Technical information
- Licensing authority: FCC
- Facility ID: 11752
- Class: B
- Power: 5,000 watts

Links
- Public license information: Public file; LMS;
- Webcast: Listen Live
- Website: KXPA.com

= KXPA =

American radio station in Bellevue, Washington

KXPA (1540 kHz) is a commercial AM radio station licensed to Bellevue, Washington, United States, serving the Seattle metropolitan area. It is part of the nationwide Multicultural Radio Broadcasting network, one of 30 stations owned by Arthur Liu, which cater to minority and immigrant communities with programs in their native languages.

The transmitter is located off 118th Avenue SE in Bellevue, near Kelsey Creek. KXPA is powered at 5,000 watts. But at night, to avoid interfering with other stations on 1540, KXPA uses a directional antenna, with much of the signal pointed west over Seattle and Puget Sound.

==Programming==
KXPA airs brokered ethnic programming days and evenings, with adult standards from the "Music of Your Life" Network heard late nights. Clients buy blocks of time on KXPA and host shows in their native language, supported by advertisers targeting those communities.

Languages include Spanish, Russian, Mandarin and Vietnamese.

==History==
During the early 1950s, the frequency was occupied by KGIB, located in Bremerton, which Operated with 1 kilowatt of power during daytime hours and owned by Kitsap GI Broadcasters Inc.

KXPA is derived from two radio stations. The AM 1540 station signed on the air in March 1964 as KBVU. It was owned by Birch Bay Broadcasting, powered at 1,000 watts. KBVU aired a jazz format, but went dark in 1967.

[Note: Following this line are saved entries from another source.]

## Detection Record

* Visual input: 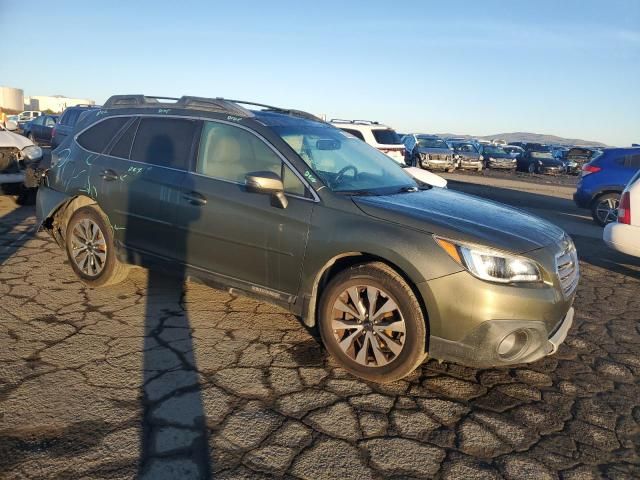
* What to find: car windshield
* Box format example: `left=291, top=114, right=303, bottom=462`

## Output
left=483, top=145, right=507, bottom=155
left=417, top=137, right=448, bottom=149
left=274, top=125, right=419, bottom=194
left=531, top=152, right=554, bottom=159
left=452, top=143, right=476, bottom=152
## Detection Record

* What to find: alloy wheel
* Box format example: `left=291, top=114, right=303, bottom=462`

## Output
left=595, top=197, right=619, bottom=225
left=331, top=285, right=406, bottom=367
left=70, top=218, right=107, bottom=276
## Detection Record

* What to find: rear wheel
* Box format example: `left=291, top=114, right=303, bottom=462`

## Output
left=65, top=206, right=129, bottom=287
left=527, top=162, right=537, bottom=174
left=591, top=193, right=620, bottom=226
left=318, top=262, right=427, bottom=383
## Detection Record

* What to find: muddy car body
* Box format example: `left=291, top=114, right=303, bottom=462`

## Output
left=37, top=95, right=578, bottom=382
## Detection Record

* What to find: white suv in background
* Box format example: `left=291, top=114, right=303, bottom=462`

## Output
left=604, top=170, right=640, bottom=258
left=331, top=119, right=406, bottom=165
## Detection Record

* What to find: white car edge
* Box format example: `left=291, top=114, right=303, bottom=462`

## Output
left=603, top=170, right=640, bottom=258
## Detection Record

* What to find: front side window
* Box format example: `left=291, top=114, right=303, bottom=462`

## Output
left=197, top=121, right=307, bottom=196
left=77, top=117, right=130, bottom=153
left=130, top=117, right=197, bottom=170
left=275, top=124, right=418, bottom=194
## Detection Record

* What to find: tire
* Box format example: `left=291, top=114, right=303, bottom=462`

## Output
left=527, top=162, right=537, bottom=174
left=65, top=206, right=129, bottom=287
left=318, top=262, right=427, bottom=383
left=591, top=193, right=620, bottom=227
left=413, top=154, right=421, bottom=169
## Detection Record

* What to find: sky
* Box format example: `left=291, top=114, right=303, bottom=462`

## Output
left=1, top=0, right=638, bottom=146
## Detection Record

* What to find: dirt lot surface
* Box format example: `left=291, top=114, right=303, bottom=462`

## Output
left=0, top=172, right=638, bottom=479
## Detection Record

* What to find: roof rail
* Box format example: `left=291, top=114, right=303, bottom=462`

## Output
left=103, top=95, right=254, bottom=117
left=330, top=119, right=380, bottom=125
left=226, top=99, right=324, bottom=122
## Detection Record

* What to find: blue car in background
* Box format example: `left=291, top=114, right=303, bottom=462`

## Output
left=574, top=147, right=640, bottom=226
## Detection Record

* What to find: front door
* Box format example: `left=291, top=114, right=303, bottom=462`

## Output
left=175, top=120, right=315, bottom=297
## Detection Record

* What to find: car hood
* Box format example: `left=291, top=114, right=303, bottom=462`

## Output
left=417, top=147, right=452, bottom=155
left=353, top=188, right=565, bottom=253
left=0, top=130, right=33, bottom=149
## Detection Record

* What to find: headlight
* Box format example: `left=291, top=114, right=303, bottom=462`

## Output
left=435, top=237, right=542, bottom=283
left=489, top=157, right=496, bottom=162
left=22, top=145, right=43, bottom=162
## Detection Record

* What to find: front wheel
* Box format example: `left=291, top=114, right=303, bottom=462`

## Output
left=527, top=162, right=537, bottom=174
left=318, top=262, right=427, bottom=383
left=65, top=206, right=129, bottom=287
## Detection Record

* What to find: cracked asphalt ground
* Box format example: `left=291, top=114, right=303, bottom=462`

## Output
left=1, top=173, right=639, bottom=479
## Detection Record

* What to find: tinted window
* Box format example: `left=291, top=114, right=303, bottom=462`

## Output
left=340, top=128, right=365, bottom=141
left=624, top=154, right=640, bottom=168
left=108, top=119, right=138, bottom=159
left=61, top=109, right=81, bottom=126
left=77, top=117, right=130, bottom=153
left=130, top=118, right=197, bottom=170
left=32, top=116, right=44, bottom=125
left=197, top=121, right=307, bottom=196
left=372, top=129, right=401, bottom=145
left=44, top=116, right=56, bottom=127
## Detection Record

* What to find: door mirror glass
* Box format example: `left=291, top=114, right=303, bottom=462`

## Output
left=245, top=172, right=288, bottom=208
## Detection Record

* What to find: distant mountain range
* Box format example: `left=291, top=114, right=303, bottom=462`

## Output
left=436, top=132, right=608, bottom=148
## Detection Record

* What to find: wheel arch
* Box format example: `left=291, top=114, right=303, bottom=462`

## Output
left=42, top=194, right=102, bottom=248
left=303, top=252, right=431, bottom=350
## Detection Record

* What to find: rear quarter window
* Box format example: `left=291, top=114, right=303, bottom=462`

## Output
left=372, top=129, right=401, bottom=145
left=77, top=117, right=130, bottom=153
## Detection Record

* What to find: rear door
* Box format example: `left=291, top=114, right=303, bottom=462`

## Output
left=97, top=116, right=199, bottom=262
left=175, top=120, right=315, bottom=297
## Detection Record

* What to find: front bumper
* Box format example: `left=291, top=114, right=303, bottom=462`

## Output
left=487, top=161, right=516, bottom=169
left=428, top=307, right=574, bottom=368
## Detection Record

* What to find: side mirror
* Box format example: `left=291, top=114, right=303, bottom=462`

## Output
left=5, top=120, right=18, bottom=131
left=245, top=172, right=288, bottom=209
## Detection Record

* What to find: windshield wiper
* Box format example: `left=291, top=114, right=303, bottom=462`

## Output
left=337, top=190, right=379, bottom=196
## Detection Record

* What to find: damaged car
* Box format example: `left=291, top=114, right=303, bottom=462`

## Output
left=403, top=134, right=456, bottom=171
left=0, top=120, right=43, bottom=203
left=448, top=141, right=483, bottom=171
left=37, top=94, right=578, bottom=382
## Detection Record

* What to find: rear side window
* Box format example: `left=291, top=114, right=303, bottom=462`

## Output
left=108, top=119, right=138, bottom=159
left=77, top=117, right=129, bottom=153
left=372, top=129, right=401, bottom=145
left=61, top=109, right=81, bottom=126
left=339, top=128, right=365, bottom=141
left=623, top=153, right=640, bottom=168
left=130, top=117, right=197, bottom=170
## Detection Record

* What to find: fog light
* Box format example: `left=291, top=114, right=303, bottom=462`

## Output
left=497, top=330, right=529, bottom=359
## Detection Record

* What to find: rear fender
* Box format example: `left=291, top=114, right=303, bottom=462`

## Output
left=36, top=187, right=96, bottom=247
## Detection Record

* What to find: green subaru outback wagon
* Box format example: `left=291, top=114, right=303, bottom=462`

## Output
left=36, top=95, right=578, bottom=382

Another station in Bellevue, KFKF, had signed on the air in March 1958 at AM 1330. It was a 1,000-watt daytimer, required to go off the air at sunset. In 1969, Kemper Freeman, who owned KFKF, purchased the license for AM 1540 so he could move his station there and make it a round-the-clock operation. AM 1540 then became KFKF, a completely brand new radio station.

Stewart Ballinger bought KFKF in August 1972, switching the call sign to KBES, with a middle of the road (MOR) format. KBES was co-owned with 92.5 KFKF-FM (now KQMV). The two simulcast most of their programming.

In November 1974, when 92.5 FM flipped to progressive rock as KZAM-FM, the AM followed suit and became KZAM, still simulcasting. On May 19, 1978, after Sandusky Broadcasting bought the stations, KZAM adopted a "Rock of the ‘80s" new wave format, the first of its kind in the Seattle market. The FM continued to air album rock until July 1983, when it flipped to adult contemporary music.

Due to poor ratings, on February 23, 1981, KZAM went back to simulcasting the FM until July 15 of that year, when the AM became all-jazz KJZZ. On December 17, 1984, it became KLSY, with an automated hot adult contemporary sound. It became a complete simulcast of its FM sister a year later.

In January 1992, due to Sandusky's purchase of AM 880 KIXI, the Federal Communications Commission's ownership limits put Sandusky over the maximum number of stations in the Seattle area. KLSY was spun off to new owners and became KBLV, with a classic country format known as "Country Gold." KBLV formed a network by simulcasting with KJUN and KJUN-FM in Tacoma, KENU in Enumclaw, KTOL in Olympia, and KWYZ in Everett.

In early 1996, the Country Gold Network discontinued operations due to financial problems, with all stations being put up for sale. KBLV was sold to new owners and flipped to an Urban Adult Contemporary format that year. The format didn't last long. In late 1996, after the station was sold to Personal Achievement Radio, 1540 AM adopted an all-talk format, offering advice on business and life, from the "Motivation Talk Network." The station took the KXPA call letters on January 31, 1997.

It was later sold, and flipped first to the "Z-Spanish" radio network. In October 2000, it was sold to Arthur Liu, for its current multicultural format.